Va anche ricordato, alla bisogna, che il Corsera pubblicò a luglio 2012 una lettera sottoscritta da 15 esponenti del Partito Democratico (http://www.corriere.it/…/pd-porti-agenda-monti_9a6aa0ba-ca5…), che costituì, dice ancora la Mauro, il “primo nucleo montiano nel Pd che già allora chiedeva di non tradire le politiche di Monti e adottare la sua agenda”. Paolo Gentiloni, promotore dell’iniziativa del Tempio di Adriano, fu uno dei firmatari. Gli altri furono, ricordava la Mauro: “Alessandro Maran, Antonello Cabras, Claudia Mancina, Giorgio Tonini, Enrico Morando, Magda Negri, Marco Follini, Marilena Adamo, Paolo Giaretta, Pietro Ichino, Salvatore Vassallo, Stefano Ceccanti, Umberto Ranieri, Vinicio Peluffo”. A rafforzare il ‘montismo’ piddino vi fu anche una dichiarazione di Gentiloni, che ai tempi affermò, senza remore: “Di fatto le primarie sono anche un congresso”. Non si trattava insomma solo di promuovere un candidato, ma di cambiare, rifondare il PD, dettando una linea politica renziano-montiana, tale da avviare una nuova fase post-bersaniana, strutturata su basi montiste (voucher e leggi sul lavoro comprese).
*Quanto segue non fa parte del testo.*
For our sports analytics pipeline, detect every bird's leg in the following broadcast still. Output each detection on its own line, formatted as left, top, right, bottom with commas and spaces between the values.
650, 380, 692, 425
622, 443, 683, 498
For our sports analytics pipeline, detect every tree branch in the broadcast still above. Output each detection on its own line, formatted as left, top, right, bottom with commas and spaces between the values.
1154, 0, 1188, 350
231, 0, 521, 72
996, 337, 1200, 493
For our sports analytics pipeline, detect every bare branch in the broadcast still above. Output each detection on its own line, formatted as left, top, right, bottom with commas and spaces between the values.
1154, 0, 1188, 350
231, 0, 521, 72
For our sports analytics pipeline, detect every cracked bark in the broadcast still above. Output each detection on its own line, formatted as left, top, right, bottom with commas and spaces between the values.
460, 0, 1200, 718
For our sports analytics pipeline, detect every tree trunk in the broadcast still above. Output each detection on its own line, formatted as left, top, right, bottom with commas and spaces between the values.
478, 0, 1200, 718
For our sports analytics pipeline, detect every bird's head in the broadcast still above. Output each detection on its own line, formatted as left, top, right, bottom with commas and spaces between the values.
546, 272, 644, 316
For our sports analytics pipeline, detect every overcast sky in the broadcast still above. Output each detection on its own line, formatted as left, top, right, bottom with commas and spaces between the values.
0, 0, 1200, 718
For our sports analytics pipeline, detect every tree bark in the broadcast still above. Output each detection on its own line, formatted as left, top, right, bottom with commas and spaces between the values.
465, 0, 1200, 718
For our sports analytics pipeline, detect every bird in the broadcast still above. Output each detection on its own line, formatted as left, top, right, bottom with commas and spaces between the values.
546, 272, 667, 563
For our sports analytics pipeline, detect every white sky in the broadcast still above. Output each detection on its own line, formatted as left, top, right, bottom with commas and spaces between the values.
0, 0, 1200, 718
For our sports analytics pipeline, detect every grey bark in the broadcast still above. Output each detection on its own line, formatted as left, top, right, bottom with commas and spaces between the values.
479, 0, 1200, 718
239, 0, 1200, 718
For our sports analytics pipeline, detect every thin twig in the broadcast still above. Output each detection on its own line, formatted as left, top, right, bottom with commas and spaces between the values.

Detto ciò, ancora ci vengono a dire che i ‘voucher’, nella fattispecie, sarebbero roba bersaniana, della sinistra ex Pd, della minoranza, dei gufi, dei criticoni, dei rosiconi? Che li hanno cancellati oggi, perché prima se si erano scordati? Ma se fu la Fornero, la montista Fornero, a estendere i voucher (con Renzi che completò l’opera), con quale coraggio oggi i renziani si tirano fuori dal montismo-voucherismo, dopo averne sposato la causa sin dai primordi e averci costruito le primarie, pardon un “congresso”, come chiarì quella volta l’attuale renzianissimo premier?

Perché una cosa è certa: l’agenda Monti va presa in toto, voucher e legge Fornero compresi. Un’agenda senza la data del 5 aprile o del 10 ottobre sarebbe un’agenda monca, incompleta, una non-agenda. Uno scartafaccio di quattro foglietti ammucchiati, una mera raccolta di post adesivi, anzi di pizzini. E non sarebbe bello andare a ricercare i foglietti strappati dentro un cestino solo per ricostruire, ex post, una storia d’amore come quella che nacque tra renziani e montiani. Divenuti a un certo punto una sola cosa. Diamine!